Interest rates were slashed across Europe on Thursday as the continent’s central bankers decided the outlook for their economies had taken a decisive turn for the worse.
In the UK, the Bank of England cut rates by 1.5 percentage points to 3 per cent, bringing the official rate to its lowest level in 54 years. The cut was three times bigger than any seen since the central bank’s monetary policy committee was established in 1997.
The European Central Bank cut official borrowing costs by half a percentage point to 3.25 per cent and Jean-Claude Trichet, ECB president, said he would not “exclude” a further cut in December.
In other moves, the Czech central bank unveiled a much larger than expected three-quarter percentage point cut in official borrowing costs, while the Swiss National Bank also said it was lowering interest rates.
The rate cuts came as the International Monetary Fund published an emergency update of its economic forecasts, predicting the rich world’s economies would shrink by 0.3 per cent next year, the first contraction since the second world war. Last month it projected 0.5 per cent growth for 2009.
The IMF recommended the US, Europe and China should raise public spending and cut taxes.
As the IMF was predicting a dire year ahead for rich economies, fresh signs emerged of the pain in the US jobs market.
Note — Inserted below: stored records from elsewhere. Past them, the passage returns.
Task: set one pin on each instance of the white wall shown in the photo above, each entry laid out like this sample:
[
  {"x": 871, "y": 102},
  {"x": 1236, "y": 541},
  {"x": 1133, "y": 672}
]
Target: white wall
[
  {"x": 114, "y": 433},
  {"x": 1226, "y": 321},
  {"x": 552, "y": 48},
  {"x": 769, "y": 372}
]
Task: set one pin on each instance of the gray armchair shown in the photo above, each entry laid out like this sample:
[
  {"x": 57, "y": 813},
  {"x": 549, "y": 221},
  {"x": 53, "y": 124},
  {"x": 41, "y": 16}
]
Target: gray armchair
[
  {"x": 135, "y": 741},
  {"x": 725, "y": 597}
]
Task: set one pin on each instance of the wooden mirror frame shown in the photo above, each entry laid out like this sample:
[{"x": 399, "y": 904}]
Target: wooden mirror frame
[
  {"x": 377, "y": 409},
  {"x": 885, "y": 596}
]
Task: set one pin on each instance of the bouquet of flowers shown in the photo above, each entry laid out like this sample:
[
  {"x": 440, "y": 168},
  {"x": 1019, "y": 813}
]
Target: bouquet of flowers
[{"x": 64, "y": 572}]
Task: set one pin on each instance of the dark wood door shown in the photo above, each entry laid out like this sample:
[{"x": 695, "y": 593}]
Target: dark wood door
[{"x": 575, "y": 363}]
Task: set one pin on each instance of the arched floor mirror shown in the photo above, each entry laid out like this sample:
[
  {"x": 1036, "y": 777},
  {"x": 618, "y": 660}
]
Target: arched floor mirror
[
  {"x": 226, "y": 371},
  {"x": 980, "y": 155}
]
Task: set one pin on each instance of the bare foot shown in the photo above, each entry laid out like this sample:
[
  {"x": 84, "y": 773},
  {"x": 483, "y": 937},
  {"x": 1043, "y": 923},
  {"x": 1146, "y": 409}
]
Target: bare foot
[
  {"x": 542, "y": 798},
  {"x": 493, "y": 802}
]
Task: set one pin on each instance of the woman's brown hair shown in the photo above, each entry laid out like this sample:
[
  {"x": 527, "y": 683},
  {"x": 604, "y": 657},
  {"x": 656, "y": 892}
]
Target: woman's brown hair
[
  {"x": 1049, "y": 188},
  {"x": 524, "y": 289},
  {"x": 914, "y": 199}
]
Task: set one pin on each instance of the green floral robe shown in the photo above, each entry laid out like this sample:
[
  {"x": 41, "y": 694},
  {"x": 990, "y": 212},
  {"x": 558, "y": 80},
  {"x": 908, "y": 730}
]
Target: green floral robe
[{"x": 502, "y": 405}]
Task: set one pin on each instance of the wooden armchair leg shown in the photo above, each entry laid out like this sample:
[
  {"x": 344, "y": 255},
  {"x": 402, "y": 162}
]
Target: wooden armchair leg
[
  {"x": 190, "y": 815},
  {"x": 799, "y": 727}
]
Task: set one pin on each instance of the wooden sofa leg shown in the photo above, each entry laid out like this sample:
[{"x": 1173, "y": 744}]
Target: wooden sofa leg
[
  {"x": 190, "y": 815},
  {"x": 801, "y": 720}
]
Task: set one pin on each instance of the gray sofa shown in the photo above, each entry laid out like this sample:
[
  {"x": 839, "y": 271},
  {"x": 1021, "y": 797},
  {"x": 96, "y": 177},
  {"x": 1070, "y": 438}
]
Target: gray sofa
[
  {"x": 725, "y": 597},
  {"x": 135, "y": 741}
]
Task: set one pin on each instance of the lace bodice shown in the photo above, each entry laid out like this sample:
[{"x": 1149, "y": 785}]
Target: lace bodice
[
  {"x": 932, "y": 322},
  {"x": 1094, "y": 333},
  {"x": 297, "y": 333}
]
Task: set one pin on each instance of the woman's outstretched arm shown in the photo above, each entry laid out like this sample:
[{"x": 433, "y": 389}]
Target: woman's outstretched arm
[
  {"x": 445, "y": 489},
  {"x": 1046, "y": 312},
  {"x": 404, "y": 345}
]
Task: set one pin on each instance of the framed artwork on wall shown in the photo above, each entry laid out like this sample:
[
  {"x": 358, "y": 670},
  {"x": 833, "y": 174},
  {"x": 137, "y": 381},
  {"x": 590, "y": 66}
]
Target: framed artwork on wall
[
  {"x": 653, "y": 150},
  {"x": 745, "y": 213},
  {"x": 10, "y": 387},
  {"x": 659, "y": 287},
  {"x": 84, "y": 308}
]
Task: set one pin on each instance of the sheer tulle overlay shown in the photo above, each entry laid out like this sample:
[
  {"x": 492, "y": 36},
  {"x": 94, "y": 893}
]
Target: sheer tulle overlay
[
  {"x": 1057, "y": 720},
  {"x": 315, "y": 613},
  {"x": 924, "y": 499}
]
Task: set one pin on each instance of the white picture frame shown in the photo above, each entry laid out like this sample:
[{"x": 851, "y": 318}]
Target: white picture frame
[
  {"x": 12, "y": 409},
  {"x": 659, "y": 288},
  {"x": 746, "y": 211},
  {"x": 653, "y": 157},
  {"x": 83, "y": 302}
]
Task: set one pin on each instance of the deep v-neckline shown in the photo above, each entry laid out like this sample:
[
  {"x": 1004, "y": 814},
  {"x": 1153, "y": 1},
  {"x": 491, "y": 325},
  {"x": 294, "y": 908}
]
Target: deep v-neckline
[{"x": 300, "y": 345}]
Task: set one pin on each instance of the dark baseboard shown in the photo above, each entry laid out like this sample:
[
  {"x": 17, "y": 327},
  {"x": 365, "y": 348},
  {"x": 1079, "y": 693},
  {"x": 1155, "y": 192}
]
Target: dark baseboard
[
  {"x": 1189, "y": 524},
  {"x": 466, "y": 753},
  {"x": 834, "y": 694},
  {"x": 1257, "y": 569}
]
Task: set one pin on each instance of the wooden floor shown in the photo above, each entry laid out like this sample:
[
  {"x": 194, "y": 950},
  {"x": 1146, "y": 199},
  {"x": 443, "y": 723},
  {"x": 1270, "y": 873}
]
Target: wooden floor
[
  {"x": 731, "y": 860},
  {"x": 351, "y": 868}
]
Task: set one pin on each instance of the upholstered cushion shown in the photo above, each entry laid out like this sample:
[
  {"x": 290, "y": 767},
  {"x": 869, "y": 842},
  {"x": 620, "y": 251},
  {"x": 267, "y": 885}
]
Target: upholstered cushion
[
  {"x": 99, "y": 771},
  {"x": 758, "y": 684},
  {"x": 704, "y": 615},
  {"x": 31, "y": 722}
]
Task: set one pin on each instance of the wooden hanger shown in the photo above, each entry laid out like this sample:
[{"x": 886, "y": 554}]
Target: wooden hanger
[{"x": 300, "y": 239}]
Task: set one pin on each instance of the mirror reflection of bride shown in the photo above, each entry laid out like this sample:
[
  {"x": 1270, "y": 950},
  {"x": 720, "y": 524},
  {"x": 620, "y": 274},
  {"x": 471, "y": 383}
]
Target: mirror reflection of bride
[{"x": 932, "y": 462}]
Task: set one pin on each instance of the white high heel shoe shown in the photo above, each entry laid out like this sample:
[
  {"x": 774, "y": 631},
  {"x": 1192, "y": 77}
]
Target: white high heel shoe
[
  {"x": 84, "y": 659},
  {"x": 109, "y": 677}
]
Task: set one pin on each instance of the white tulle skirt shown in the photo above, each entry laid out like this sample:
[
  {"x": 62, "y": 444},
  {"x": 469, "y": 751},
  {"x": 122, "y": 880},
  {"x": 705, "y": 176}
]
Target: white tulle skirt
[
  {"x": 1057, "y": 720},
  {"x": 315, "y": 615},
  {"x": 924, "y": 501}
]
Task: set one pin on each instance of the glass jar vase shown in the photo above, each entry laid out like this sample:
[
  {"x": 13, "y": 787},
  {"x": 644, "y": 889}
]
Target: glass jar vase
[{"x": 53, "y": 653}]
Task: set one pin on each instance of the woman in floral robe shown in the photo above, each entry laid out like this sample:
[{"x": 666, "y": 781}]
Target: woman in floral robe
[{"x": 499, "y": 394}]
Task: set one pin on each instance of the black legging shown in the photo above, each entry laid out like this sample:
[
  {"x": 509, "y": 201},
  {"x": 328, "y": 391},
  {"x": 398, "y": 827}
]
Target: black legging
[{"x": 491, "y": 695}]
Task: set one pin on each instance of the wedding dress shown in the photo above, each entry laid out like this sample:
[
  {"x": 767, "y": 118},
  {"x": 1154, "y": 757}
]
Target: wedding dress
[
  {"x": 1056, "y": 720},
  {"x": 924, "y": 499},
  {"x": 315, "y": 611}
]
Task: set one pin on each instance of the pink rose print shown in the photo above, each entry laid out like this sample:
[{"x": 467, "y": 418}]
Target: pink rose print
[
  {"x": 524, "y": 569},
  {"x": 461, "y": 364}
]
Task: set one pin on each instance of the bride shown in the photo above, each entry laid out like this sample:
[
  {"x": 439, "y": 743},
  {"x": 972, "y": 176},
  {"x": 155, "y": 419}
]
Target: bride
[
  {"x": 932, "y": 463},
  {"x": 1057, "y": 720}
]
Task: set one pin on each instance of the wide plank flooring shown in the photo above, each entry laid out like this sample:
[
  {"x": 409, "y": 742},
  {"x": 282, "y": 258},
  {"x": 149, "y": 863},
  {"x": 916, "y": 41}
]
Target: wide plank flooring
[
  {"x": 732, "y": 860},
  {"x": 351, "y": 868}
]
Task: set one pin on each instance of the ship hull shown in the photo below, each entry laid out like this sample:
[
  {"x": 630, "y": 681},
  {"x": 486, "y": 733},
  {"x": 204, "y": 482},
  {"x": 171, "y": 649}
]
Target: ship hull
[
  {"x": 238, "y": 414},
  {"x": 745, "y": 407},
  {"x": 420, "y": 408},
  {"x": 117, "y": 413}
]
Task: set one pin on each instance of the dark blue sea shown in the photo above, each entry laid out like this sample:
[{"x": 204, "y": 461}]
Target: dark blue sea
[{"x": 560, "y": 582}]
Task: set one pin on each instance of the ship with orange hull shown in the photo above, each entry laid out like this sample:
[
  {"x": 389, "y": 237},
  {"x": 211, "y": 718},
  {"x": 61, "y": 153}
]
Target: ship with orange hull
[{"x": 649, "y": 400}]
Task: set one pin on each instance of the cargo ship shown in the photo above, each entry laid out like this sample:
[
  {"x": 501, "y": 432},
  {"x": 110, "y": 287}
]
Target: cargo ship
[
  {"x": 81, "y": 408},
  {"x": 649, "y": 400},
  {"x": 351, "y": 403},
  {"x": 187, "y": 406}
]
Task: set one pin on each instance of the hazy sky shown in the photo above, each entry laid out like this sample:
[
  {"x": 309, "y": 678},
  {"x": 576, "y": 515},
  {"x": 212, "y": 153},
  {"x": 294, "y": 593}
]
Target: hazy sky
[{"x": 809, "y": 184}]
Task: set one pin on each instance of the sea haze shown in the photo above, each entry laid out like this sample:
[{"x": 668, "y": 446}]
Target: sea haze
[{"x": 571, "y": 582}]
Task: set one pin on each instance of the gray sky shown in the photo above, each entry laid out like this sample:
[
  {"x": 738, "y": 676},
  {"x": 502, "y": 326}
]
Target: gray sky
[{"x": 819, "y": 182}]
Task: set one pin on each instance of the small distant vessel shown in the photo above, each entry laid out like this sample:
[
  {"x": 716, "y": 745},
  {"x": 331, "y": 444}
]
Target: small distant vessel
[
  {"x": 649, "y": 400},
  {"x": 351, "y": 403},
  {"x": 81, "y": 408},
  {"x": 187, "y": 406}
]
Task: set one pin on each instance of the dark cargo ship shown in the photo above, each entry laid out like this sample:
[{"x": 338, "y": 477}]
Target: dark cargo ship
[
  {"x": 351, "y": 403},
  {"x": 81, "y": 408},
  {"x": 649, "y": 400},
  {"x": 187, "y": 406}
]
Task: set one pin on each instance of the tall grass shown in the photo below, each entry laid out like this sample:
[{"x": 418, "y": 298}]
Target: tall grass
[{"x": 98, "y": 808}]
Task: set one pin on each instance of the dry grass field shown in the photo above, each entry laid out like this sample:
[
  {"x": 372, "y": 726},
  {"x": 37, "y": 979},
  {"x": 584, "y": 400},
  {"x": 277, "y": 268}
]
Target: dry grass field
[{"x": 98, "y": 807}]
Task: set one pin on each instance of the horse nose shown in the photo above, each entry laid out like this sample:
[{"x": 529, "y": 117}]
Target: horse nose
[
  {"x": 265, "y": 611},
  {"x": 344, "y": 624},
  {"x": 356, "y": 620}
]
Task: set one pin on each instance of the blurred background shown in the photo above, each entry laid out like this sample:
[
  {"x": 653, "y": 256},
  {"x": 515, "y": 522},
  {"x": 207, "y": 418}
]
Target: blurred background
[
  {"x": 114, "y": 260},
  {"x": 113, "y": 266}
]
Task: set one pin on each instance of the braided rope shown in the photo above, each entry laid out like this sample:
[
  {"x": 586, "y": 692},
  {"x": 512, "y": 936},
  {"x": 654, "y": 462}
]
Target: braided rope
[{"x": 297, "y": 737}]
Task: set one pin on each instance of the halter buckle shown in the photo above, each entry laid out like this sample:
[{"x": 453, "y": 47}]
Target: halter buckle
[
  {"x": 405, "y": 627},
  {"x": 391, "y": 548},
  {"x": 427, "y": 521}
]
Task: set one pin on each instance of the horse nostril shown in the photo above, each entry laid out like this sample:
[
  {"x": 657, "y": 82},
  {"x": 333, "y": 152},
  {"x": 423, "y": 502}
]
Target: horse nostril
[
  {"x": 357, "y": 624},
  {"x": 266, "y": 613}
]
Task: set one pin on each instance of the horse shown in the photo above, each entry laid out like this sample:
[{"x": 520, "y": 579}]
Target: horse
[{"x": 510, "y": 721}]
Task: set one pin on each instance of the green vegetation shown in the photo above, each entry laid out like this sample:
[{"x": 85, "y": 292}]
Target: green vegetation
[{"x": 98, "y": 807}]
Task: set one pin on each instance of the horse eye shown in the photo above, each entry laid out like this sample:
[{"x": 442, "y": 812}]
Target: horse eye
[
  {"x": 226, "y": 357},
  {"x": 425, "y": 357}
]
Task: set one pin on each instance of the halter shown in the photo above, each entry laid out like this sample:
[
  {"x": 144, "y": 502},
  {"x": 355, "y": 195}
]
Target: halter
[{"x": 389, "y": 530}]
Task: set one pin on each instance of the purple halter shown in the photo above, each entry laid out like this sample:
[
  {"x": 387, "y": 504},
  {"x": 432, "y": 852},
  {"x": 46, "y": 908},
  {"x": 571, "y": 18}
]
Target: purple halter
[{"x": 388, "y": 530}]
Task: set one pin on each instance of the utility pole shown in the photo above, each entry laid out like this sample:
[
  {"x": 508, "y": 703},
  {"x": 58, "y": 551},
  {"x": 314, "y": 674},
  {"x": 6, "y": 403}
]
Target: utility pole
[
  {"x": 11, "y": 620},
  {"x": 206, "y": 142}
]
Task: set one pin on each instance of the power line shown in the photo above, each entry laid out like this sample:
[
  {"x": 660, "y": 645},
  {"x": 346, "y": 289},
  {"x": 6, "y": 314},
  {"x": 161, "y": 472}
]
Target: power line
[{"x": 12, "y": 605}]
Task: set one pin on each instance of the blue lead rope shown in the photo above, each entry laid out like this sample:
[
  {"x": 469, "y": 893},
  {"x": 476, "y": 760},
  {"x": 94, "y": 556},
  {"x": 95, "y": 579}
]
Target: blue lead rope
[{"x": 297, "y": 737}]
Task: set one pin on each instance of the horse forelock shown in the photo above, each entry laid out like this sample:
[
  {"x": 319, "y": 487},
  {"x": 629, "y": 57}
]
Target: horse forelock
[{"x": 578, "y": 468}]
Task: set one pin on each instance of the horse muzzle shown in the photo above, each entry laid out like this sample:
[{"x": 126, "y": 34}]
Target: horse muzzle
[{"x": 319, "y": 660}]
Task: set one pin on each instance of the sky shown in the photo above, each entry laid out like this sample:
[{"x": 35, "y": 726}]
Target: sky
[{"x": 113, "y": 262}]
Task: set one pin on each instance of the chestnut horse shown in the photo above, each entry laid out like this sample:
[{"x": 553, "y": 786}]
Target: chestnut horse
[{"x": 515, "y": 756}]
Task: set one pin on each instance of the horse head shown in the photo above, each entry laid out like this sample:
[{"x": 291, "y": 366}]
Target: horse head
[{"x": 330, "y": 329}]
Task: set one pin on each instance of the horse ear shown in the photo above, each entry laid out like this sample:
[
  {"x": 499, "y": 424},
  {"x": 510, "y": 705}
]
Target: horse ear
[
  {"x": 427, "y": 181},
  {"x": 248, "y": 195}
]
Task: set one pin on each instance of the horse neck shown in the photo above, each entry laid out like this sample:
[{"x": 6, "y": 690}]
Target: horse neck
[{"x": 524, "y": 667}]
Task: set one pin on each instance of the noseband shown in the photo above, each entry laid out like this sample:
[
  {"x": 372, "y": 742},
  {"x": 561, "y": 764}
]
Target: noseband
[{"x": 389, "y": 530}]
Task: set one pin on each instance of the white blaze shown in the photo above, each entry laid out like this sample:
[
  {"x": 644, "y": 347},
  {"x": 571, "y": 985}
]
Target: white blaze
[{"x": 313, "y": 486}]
The number of Americans filing new claims for unemployment benefits remained more than 50 per cent higher than before the financial crisis hit in 2007 as the insured unemployment rate climbed to its highest level since February 1983.
Equity markets slumped amid traders’ expectations that the weakness in the global economy would hit corporate profits.
In London, the FTSE 100 index closed 5.7 per cent lower at 4,272.
But this was not simply a reaction to the Bank of England’s dramatic rate cut. German and French equity values both fell more than 6 per cent. The S&P 500 index ended the day 5.2 per cent lower at 903.43.
The Bank of England said its dramatic move was a response to tightening credit conditions; the evidence of a “severe contraction” in the economy over coming months; and such a dramatic extinction of inflationary pressure that “at prevailing market interest rates, [there is] a substantial risk of undershooting the inflation target”.
Traders and economists took that final phrase to signify further rate cuts to come as the prevailing market interest rates already envisaged rates falling to 2.5 per cent. Market expectations are now for rates to fall below 2 per cent over the next year.
Speaking after the ECB’s move, Mr Trichet was clear that banks had to respond to lower official rates by bringing down market interest rates. “We expect the banking sector to make its contribution to restore confidence,” he said. He highlighted the large sums still being deposited by banks at the ECB overnight – rather than being lent to other banks – as a sign that markets were not functioning normally.
The ECB’s strategy contrasted with that of the Bank of England, which does not expect a change in the market to come soon and as a result has cut rates even further.
The size of the cut in UK interest rates appeared to have taken the ECB by surprise, but Mr Trichet played down the differences in approach. “Central banks are a brotherhood of mutual admiration, which is very strong,” he said.